The Texas A&M Formula SAE program is a senior capstone project in the mechanical engineering department in which 21 students design and build a race car. The competition at the end of the year not only features on-track events, but teams are also graded on their engineering design, cost and business case presentation.
According to Monheim, the team had a feeling going into the competition that they had a chance to be among the leaders, and there was a defining moment when they realized they had a chance to win the top prize.
“Before we got there we thought we were probably a contender, but we didn’t really know for sure what the other teams were bringing,” he said. “I think when we really knew we were going to win was during the middle of the endurance event when our main competition had to pull off the track. We knew then we just had to get the car home and finish, and that’s exactly what we did.”
If that gave them confidence they had become the favorites, then the championship was all but solidified when the team also unexpectedly claimed the top spot in the fuel efficiency category.
Finishing first in the endurance and fuel efficiency categories, second in engineering design and third in autocross, the combined results gave the Aggies the overall championship with a combined 915 of a possible 1000 total points.
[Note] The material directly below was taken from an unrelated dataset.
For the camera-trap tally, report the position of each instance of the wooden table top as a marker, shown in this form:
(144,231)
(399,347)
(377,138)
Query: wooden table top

The Missouri University of Science and Technology and the University of Kansas came in second and third respectively.
According to course lecturer and team advisor Yuval Doron, the students invested more than 72,000 man-hours over the course of nine months. They started in September with concept development before finishing with a highly-engineered race car.
“I am always amazed at the level of engineering that goes into the design development, fabrication and testing,” Doron said. “This is a high-caliber event that demands tremendous focus and sacrifice from the students, and they manage to pull through every year, this year being extra special.”
For students looking to get into automotive engineering, Formula SAE has been a successful stepping stone. Monheim and two of his teammates have accepted jobs at General Motors in Detroit, which also was the team’s largest sponsor this year. Several other students on the team have also accepted jobs in the auto industry.
This is the program’s sixth national championship. They previously won in 2000, 2006, 2007, 2009 and 2011. This year’s car was unveiled at the Texas A&M house during the South by Southwest festival in Austin.